Diabetic Hypoglycemia January 2014, Volume 6, Issue 3: page 11-14

The possibility that severe hypoglycemia episodes may cause permanent damage to the brain is a source of concern for patients and their caregivers. Although studies in young adults with type 1 diabetes suggest that in general such episodes do not lead to cognitive sequelae, which is reassuring, recent data suggest that this may not be true in older patients (aged >60–70 years). Several studies in older people with type 2 diabetes show that the occurrence of severe hypoglycemia episodes increases the risk of subsequent cognitive decline and dementia. Conversely, older people with type 2 diabetes and impaired cognition are at increased risk of severe hypoglycemia episodes.

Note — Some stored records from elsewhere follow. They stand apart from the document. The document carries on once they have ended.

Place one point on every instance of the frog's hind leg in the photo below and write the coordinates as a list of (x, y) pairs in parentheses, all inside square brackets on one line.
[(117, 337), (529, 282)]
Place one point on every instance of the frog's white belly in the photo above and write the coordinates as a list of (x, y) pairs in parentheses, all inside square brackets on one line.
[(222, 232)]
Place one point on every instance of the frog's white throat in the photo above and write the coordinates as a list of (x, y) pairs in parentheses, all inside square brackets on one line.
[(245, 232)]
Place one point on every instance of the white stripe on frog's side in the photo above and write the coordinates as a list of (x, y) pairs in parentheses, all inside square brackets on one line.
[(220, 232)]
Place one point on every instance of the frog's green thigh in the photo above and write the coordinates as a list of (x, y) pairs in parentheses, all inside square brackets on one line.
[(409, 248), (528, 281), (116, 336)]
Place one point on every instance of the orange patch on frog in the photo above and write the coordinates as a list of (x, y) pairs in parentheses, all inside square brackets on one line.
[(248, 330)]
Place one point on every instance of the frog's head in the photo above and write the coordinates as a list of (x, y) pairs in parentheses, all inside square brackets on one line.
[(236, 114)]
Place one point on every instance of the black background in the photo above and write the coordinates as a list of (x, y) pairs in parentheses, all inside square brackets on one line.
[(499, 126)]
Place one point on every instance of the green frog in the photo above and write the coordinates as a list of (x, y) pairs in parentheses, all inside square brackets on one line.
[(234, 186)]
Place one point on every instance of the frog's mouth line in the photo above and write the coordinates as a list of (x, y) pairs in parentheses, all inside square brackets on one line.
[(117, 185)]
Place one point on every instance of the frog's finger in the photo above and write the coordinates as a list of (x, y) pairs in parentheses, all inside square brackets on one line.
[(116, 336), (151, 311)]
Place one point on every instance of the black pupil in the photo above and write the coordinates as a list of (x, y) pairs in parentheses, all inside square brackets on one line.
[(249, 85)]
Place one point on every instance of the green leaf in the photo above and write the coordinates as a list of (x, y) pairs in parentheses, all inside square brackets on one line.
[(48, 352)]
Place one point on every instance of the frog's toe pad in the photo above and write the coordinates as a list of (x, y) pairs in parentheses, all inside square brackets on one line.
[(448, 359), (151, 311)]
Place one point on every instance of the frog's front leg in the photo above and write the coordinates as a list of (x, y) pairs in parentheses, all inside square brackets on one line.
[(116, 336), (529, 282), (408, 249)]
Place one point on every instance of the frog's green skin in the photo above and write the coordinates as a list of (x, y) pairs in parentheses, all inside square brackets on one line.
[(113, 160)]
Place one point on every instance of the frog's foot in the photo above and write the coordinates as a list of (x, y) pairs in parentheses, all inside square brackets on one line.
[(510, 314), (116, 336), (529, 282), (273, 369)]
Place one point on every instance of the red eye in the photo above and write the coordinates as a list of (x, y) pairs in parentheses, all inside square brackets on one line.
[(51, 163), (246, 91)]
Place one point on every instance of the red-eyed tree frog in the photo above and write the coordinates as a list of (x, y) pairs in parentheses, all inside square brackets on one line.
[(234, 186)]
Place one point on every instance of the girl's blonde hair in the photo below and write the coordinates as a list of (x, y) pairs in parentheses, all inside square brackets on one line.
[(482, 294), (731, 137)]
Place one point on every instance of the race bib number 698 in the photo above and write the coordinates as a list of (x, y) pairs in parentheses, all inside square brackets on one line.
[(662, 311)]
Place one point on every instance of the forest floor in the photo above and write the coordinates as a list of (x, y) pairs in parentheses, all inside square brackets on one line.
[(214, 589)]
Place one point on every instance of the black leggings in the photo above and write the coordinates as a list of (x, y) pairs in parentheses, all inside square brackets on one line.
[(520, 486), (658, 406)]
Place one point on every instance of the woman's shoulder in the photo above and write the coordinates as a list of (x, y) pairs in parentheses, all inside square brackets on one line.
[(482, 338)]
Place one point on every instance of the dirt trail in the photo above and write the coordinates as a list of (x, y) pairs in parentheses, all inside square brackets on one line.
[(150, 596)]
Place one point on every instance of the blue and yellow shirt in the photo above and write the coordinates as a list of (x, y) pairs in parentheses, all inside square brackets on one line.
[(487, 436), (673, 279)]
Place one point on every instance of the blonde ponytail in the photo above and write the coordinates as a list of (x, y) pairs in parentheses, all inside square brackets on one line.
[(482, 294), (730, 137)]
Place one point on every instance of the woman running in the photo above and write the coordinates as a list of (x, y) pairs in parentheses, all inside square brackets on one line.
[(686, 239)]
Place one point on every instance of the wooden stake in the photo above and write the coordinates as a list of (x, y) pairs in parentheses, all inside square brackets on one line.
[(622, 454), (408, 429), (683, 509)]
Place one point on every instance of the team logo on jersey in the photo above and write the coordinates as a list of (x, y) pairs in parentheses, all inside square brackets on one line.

This bidirectional relationship between hypoglycemia and cognitive impairment in older individuals shows that the risk-benefit ratio of intensive glycemic control is less favorable in old age. This is acknowledged by recent recommendations that advocate a more individualized approach to diabetes treatment in older patients. It is recommended that treatment goals should be fine-tuned to the preference and ability of the patient and to relevant co-morbidities, including cognitive dysfunction.